Mammoth Memory

women in the early 1600's

Understanding the context of women in the early 1600's is crucial for analysing Macbeth. It's the key to unlocking the play's central tensions and Shakespeare's clever subversion of expectations.

In the early 1600's society was deeply patriarchal (society and government controlled by men). A woman's identity was defined by her relationship to men: first her father, then her husband. 

The ideal woman was expected to be:

 

  • Chaste, silent and obedient: A phrase from the wedding service of the time was, "to love, cherish and to obey." Women were expected to be submissive to male authority, ruled by their husbands.

 

  • A mother: her primary value was in bearing children, especially sons, to continue the husband's bloodline.

 

  • A hospitable housewife: She was to manage the domestic sphere, not the public or political one. Her role was to support her husband's ambitions, not have her own.

 

  • Pious and modest: Religion was central to life, and women were expected to be models of virtue.

 

Pious and modest: Religion was central to life, and women were expected to be models of virtue.

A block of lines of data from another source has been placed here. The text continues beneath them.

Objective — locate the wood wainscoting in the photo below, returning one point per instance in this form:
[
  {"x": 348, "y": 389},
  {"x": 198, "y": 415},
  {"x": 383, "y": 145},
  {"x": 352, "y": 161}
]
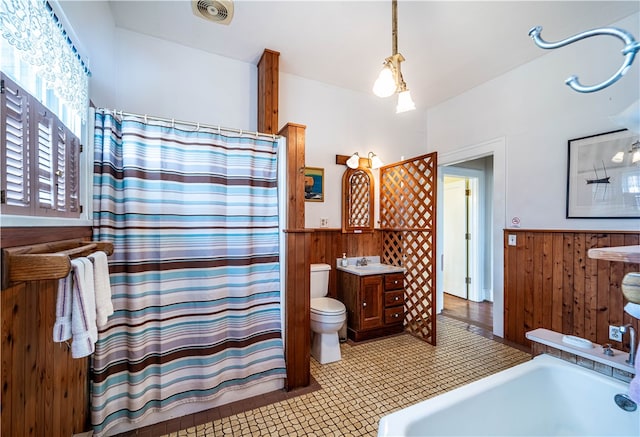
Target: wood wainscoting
[
  {"x": 44, "y": 390},
  {"x": 550, "y": 282}
]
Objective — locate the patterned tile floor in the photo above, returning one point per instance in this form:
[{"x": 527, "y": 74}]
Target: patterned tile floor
[{"x": 373, "y": 379}]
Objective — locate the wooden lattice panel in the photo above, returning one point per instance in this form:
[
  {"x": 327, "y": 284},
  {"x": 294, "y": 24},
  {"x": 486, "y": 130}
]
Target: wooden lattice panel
[
  {"x": 408, "y": 193},
  {"x": 359, "y": 200},
  {"x": 408, "y": 215}
]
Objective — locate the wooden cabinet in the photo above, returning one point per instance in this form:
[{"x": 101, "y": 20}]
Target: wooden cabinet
[{"x": 375, "y": 304}]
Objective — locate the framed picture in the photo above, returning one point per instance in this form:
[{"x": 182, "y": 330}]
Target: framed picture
[
  {"x": 313, "y": 184},
  {"x": 604, "y": 176}
]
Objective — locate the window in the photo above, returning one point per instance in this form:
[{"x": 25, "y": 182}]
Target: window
[{"x": 40, "y": 156}]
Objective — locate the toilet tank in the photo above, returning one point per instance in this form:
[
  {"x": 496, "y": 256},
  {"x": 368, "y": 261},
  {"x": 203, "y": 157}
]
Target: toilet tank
[{"x": 319, "y": 280}]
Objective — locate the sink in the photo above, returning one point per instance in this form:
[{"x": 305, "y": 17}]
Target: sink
[
  {"x": 372, "y": 269},
  {"x": 376, "y": 267}
]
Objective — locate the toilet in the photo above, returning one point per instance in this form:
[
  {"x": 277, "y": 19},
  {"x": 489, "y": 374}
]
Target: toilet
[{"x": 327, "y": 317}]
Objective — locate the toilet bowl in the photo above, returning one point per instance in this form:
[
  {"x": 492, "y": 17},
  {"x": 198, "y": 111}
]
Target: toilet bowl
[{"x": 327, "y": 317}]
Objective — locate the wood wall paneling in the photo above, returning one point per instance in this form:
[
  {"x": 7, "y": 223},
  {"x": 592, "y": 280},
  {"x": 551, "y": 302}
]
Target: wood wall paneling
[
  {"x": 268, "y": 88},
  {"x": 295, "y": 136},
  {"x": 550, "y": 282},
  {"x": 297, "y": 309},
  {"x": 44, "y": 390}
]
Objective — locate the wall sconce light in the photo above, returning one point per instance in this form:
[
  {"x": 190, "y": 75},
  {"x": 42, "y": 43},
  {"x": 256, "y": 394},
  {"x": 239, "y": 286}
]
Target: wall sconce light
[
  {"x": 353, "y": 161},
  {"x": 390, "y": 80}
]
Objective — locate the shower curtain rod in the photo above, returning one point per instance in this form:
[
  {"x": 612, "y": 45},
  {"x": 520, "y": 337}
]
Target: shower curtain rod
[{"x": 173, "y": 121}]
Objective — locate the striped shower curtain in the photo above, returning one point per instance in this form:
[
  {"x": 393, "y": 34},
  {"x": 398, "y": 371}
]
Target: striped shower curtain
[{"x": 193, "y": 215}]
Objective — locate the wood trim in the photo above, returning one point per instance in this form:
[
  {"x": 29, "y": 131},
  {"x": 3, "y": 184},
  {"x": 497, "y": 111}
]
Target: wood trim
[
  {"x": 297, "y": 242},
  {"x": 297, "y": 310},
  {"x": 11, "y": 237},
  {"x": 550, "y": 282},
  {"x": 295, "y": 136},
  {"x": 268, "y": 90}
]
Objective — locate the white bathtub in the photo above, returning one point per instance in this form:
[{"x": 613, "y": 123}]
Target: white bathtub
[{"x": 542, "y": 397}]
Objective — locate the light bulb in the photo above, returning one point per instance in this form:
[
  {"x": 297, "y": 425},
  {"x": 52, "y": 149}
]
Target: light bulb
[
  {"x": 385, "y": 84},
  {"x": 618, "y": 157},
  {"x": 405, "y": 103}
]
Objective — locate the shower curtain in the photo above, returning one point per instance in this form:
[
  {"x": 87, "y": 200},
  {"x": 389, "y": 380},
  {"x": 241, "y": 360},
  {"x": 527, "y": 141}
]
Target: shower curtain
[{"x": 193, "y": 215}]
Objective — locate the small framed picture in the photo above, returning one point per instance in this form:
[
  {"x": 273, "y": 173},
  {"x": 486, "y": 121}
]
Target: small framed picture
[
  {"x": 313, "y": 184},
  {"x": 603, "y": 178}
]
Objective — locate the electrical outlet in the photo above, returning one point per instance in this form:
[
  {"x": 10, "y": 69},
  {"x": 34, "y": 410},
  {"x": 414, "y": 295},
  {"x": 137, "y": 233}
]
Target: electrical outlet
[{"x": 614, "y": 333}]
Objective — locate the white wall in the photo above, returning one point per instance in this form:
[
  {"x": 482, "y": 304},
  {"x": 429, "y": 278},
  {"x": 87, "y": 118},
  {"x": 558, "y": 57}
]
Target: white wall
[
  {"x": 138, "y": 73},
  {"x": 341, "y": 122},
  {"x": 524, "y": 118},
  {"x": 537, "y": 114}
]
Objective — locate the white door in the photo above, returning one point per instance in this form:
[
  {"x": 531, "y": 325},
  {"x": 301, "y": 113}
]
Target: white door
[{"x": 455, "y": 254}]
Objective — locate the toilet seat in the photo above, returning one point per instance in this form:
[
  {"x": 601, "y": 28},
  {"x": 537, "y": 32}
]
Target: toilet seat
[{"x": 327, "y": 306}]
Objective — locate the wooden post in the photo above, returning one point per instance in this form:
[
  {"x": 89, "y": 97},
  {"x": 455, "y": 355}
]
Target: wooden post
[
  {"x": 298, "y": 243},
  {"x": 268, "y": 76}
]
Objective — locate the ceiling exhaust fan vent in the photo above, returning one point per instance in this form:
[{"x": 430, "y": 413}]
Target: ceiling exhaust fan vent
[{"x": 219, "y": 11}]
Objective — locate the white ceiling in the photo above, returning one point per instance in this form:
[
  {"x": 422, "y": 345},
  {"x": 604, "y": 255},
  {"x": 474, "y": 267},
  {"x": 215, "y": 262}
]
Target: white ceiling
[{"x": 449, "y": 46}]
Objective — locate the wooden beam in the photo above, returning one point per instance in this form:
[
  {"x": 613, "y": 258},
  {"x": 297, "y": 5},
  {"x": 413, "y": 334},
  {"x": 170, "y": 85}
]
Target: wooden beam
[
  {"x": 268, "y": 80},
  {"x": 295, "y": 136}
]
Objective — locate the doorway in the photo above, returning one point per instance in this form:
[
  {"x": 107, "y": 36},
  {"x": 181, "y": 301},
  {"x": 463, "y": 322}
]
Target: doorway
[{"x": 465, "y": 260}]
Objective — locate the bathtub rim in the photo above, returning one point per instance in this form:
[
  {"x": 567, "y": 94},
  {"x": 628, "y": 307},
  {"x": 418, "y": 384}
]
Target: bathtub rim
[{"x": 390, "y": 423}]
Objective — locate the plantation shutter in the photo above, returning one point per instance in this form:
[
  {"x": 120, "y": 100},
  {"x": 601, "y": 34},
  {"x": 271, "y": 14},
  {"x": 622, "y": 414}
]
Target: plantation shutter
[
  {"x": 41, "y": 158},
  {"x": 45, "y": 153},
  {"x": 16, "y": 159}
]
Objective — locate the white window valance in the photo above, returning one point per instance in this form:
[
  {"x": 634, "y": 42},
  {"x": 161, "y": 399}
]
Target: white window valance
[{"x": 38, "y": 53}]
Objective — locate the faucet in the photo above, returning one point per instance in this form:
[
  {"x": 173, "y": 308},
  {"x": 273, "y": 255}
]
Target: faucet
[{"x": 632, "y": 348}]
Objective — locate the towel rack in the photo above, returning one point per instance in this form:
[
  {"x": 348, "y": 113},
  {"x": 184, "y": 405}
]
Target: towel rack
[{"x": 46, "y": 260}]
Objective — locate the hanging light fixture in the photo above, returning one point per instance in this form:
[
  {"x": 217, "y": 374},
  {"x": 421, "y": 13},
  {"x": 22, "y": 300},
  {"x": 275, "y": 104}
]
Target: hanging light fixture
[{"x": 390, "y": 80}]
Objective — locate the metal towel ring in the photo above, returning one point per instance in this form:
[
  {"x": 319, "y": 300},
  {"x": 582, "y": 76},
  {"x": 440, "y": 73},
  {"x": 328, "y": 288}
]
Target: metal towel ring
[{"x": 629, "y": 52}]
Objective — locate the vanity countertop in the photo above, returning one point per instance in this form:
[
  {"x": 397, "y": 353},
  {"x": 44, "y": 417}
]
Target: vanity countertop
[{"x": 373, "y": 267}]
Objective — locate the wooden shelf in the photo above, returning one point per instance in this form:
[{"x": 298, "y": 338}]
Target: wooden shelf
[
  {"x": 47, "y": 260},
  {"x": 629, "y": 254}
]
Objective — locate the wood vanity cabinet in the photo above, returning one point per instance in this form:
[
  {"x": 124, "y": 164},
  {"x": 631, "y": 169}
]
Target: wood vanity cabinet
[{"x": 375, "y": 304}]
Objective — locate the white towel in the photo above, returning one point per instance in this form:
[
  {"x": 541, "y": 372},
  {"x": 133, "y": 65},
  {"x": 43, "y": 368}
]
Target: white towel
[
  {"x": 83, "y": 319},
  {"x": 62, "y": 326},
  {"x": 633, "y": 309},
  {"x": 104, "y": 306}
]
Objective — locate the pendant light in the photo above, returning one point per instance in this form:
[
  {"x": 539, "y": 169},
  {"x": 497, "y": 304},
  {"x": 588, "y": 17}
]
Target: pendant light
[{"x": 390, "y": 80}]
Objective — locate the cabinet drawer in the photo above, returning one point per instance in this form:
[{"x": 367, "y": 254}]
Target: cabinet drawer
[
  {"x": 393, "y": 281},
  {"x": 394, "y": 315},
  {"x": 392, "y": 298}
]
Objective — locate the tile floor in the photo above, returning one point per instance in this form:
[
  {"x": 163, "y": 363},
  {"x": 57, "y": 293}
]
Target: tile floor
[{"x": 373, "y": 379}]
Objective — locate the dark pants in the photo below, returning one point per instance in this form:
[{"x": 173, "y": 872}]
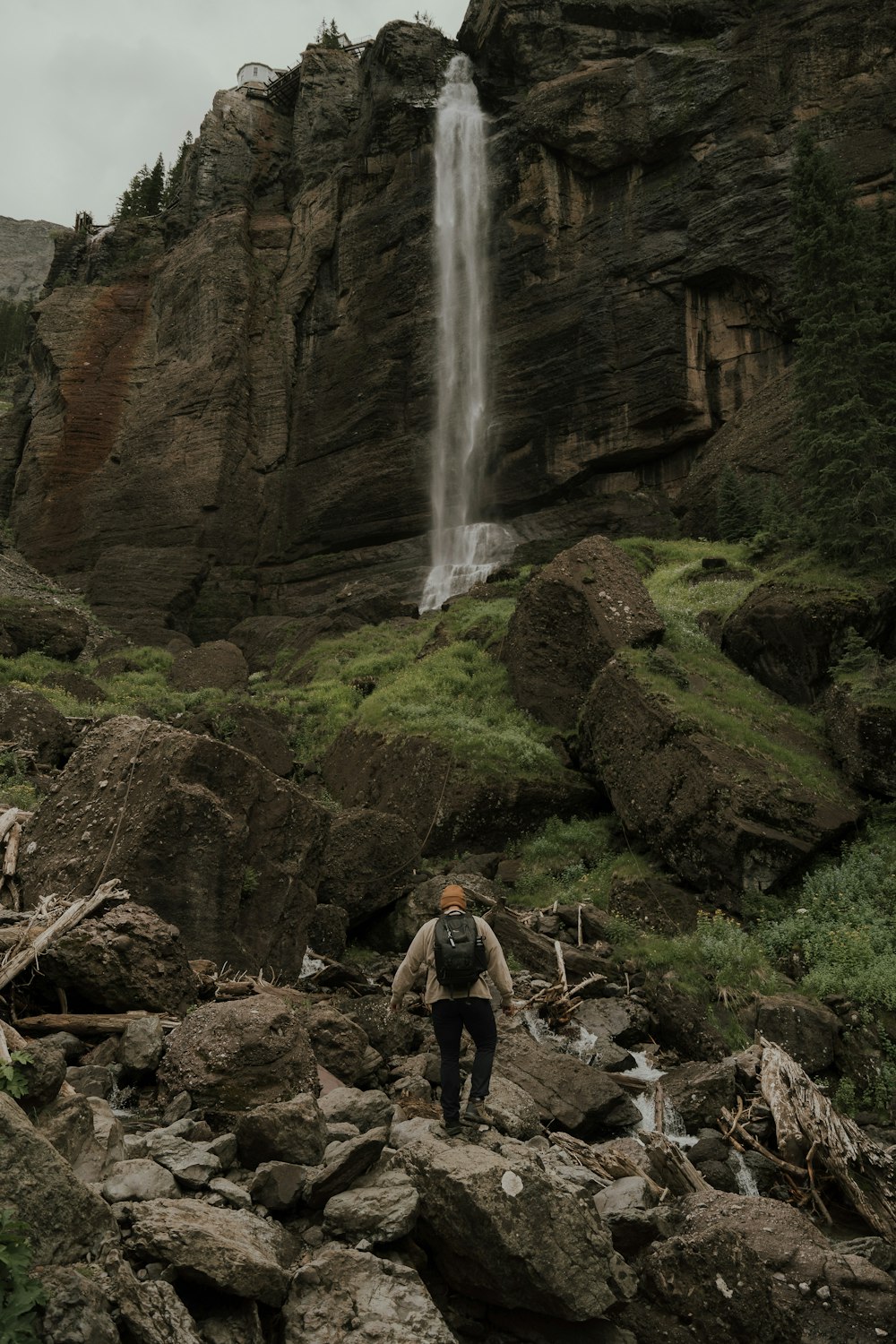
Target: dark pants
[{"x": 449, "y": 1019}]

In Lady Macbeth's famous soliloquy, she calls on spirits to "unsex me here." This is a direct rejection of her feminine, maternal qualities to pursue a male ambition. Lady Macbeth recognises that to achieve power in a man's world in the early 1600's she must strip herself of her femininity. She has to give up her womanhood, her natural, God ordained state of being, in order to bring about the fulfilment of her ambitions. Lady Macbeth is the driving force behind the plot to kill Duncan. She manipulates and questions Macbeth's masculinity ("When you durst do it, then you were a man"). This reverses the expected power dynamic in a marriage. She shames and pushes him into acting - going against early 17th century expectations of the behaviour of a wife at the time. 

A Jacobean audience would have been horrified by Lady Macbeth's soliloquy.